Question ‘I never heard from students’ is now ‘routine’
WND News Center
Constitutional law professor and commentator Jonathan Turley is lamenting the fact that students in his law-school classes actually are now asking whether they have freedom of speech.
Online, he wrote, “With the start of classes at George Washington Law School, I have already had visits to my office of conservative and libertarian students asking if I thought they could speak freely in other classes without being penalized by professors.”
He continued, “Despite teaching for decades, it is a question that I never heard from students until the last few years. It is now routine. It is the widespread fear of conservative students who have faced faculties with overwhelmingly liberal viewpoints and growing intolerance on virtually every campus as undergraduate students.”
He cited a study from North Carolina that also now confirms conservative students routinely “self-censor” because they do not feel able to share their views in classes.

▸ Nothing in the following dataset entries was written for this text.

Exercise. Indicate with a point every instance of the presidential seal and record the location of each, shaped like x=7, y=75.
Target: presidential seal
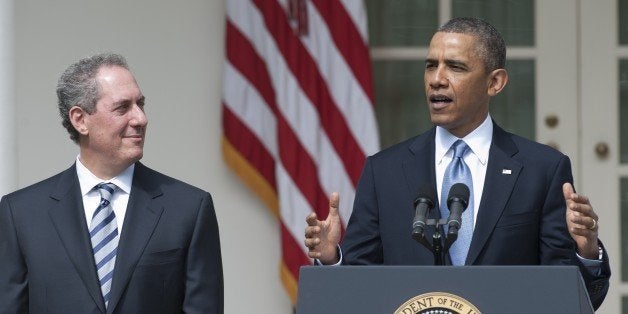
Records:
x=437, y=303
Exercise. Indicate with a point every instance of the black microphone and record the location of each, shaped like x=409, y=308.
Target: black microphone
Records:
x=422, y=205
x=457, y=202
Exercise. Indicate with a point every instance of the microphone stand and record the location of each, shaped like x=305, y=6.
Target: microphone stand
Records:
x=437, y=247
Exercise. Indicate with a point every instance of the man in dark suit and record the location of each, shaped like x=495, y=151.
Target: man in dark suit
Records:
x=108, y=235
x=519, y=188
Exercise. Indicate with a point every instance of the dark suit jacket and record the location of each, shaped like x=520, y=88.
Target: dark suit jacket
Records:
x=521, y=217
x=168, y=255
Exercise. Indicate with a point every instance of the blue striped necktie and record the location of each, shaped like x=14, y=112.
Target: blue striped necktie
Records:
x=458, y=172
x=104, y=236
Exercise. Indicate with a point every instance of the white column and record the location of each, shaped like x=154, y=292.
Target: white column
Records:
x=8, y=153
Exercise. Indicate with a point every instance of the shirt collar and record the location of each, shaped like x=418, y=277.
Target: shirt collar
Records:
x=479, y=140
x=88, y=180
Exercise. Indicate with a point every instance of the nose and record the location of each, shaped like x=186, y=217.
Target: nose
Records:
x=436, y=77
x=139, y=117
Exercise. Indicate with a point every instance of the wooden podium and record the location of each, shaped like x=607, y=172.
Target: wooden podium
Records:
x=450, y=289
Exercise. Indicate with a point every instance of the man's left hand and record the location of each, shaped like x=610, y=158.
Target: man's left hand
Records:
x=582, y=222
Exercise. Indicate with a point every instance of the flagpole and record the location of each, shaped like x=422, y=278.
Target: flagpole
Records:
x=8, y=154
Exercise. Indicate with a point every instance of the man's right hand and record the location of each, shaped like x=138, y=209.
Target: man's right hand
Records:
x=322, y=237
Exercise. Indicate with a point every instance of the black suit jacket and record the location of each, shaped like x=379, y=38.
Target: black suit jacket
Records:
x=521, y=217
x=168, y=257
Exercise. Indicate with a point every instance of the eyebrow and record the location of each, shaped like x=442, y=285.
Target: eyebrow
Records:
x=449, y=62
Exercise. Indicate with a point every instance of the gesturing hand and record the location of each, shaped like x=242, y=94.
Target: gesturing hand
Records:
x=322, y=237
x=581, y=222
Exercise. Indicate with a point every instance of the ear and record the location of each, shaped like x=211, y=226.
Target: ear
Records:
x=77, y=117
x=497, y=81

“Not surprisingly given the heavy liberal makeup of faculties, liberal students feel little such fear over retaliation,” he wrote.

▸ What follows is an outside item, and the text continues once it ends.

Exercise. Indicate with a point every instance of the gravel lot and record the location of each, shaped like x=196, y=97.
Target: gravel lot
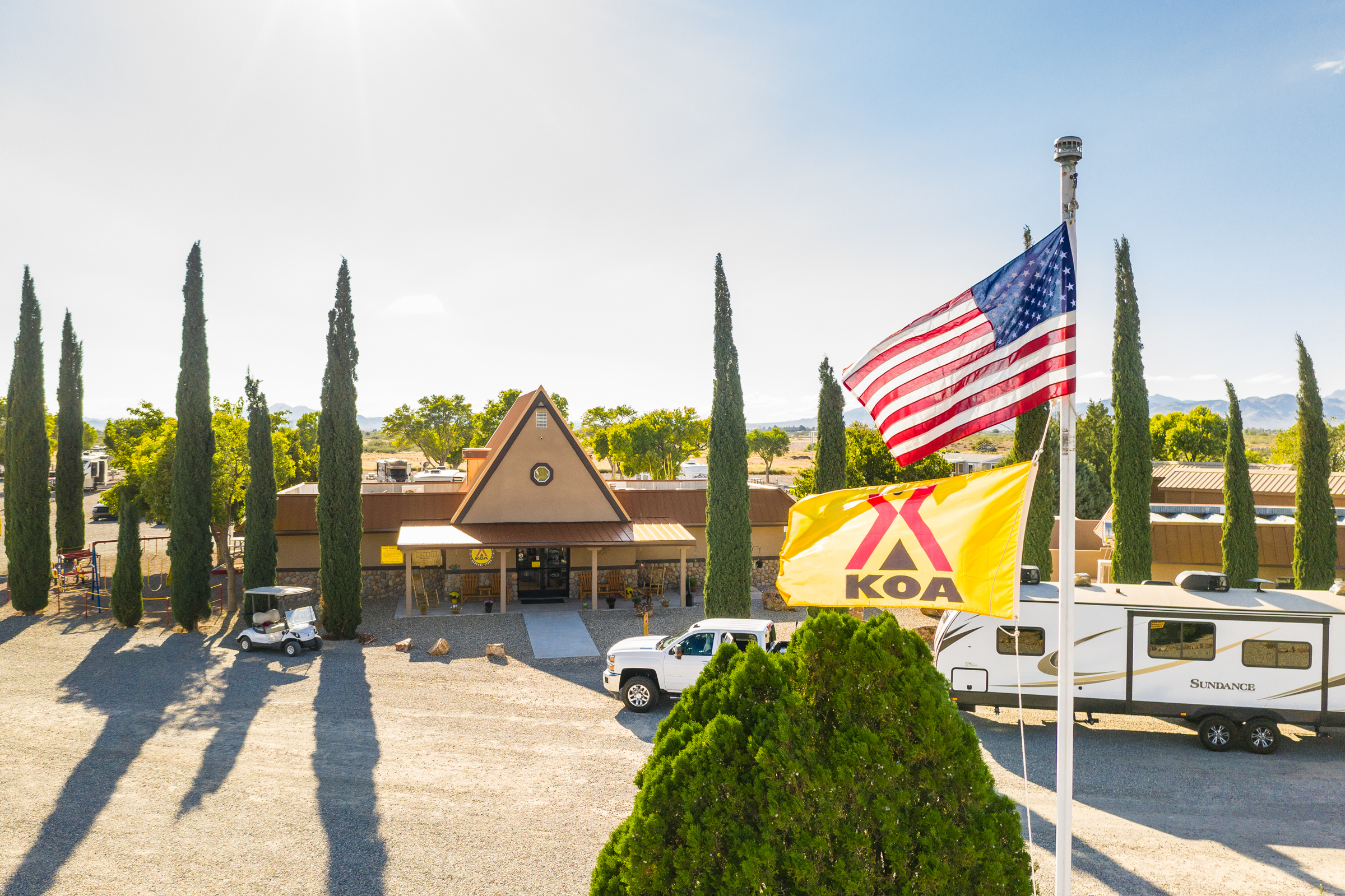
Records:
x=150, y=762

That study found “self-identified conservatives express free-expression-related concerns at a far higher rate than … liberals.”

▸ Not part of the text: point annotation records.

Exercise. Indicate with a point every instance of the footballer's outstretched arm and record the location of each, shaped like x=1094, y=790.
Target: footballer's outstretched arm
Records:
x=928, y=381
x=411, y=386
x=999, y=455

“We find racial issues to be the topic that elicits the most student discomfort. However, we also find that students hold opinions back on a wide range of political topics for a wide range of reasons. Inspecting students’ own accounts of why they held opinions back reveals a mélange of reasons including fear of becoming ostracized from peers, ‘othering’ comments from faculty, and simple imposter syndrome,” the study said.
It said those students who are more likely to be politically involved “have a higher tendency toward closed-mindedneses, toward disliking the outgroup, and toward believing negative stereotypes about the outgroup…”
It also found, alarmingly, that there is a “significant number” of students who see “disruptive actions against people who have opposing viewpoints” as appropriate.
Turley noted that polls show 65% agree that people on campus today “are prevented from speaking freely,” and conservatives are “300 times more likely to self-censor themselves due to the intolerance of opposing views on our campuses.”
Another red flag was that only 7% of liberal students were concerned their teacher’s ideology would affect their grade, while 42% of conservatives expressed that worry.
Turley said, “Universities have failed to push for greater ideological diversity on faculties as hiring committees continue to replicate their own viewpoints and bias. It is not just students but faculty who face this pressure to self-censure. Faculty members risk cancel campaigns that threaten publications, conference invitations, and even their employment if they voice dissenting views.
“It is heartbreaking to meet with students who feel, even in law school, that they must remain silent in class to avoid the ire or retaliation from faculty.”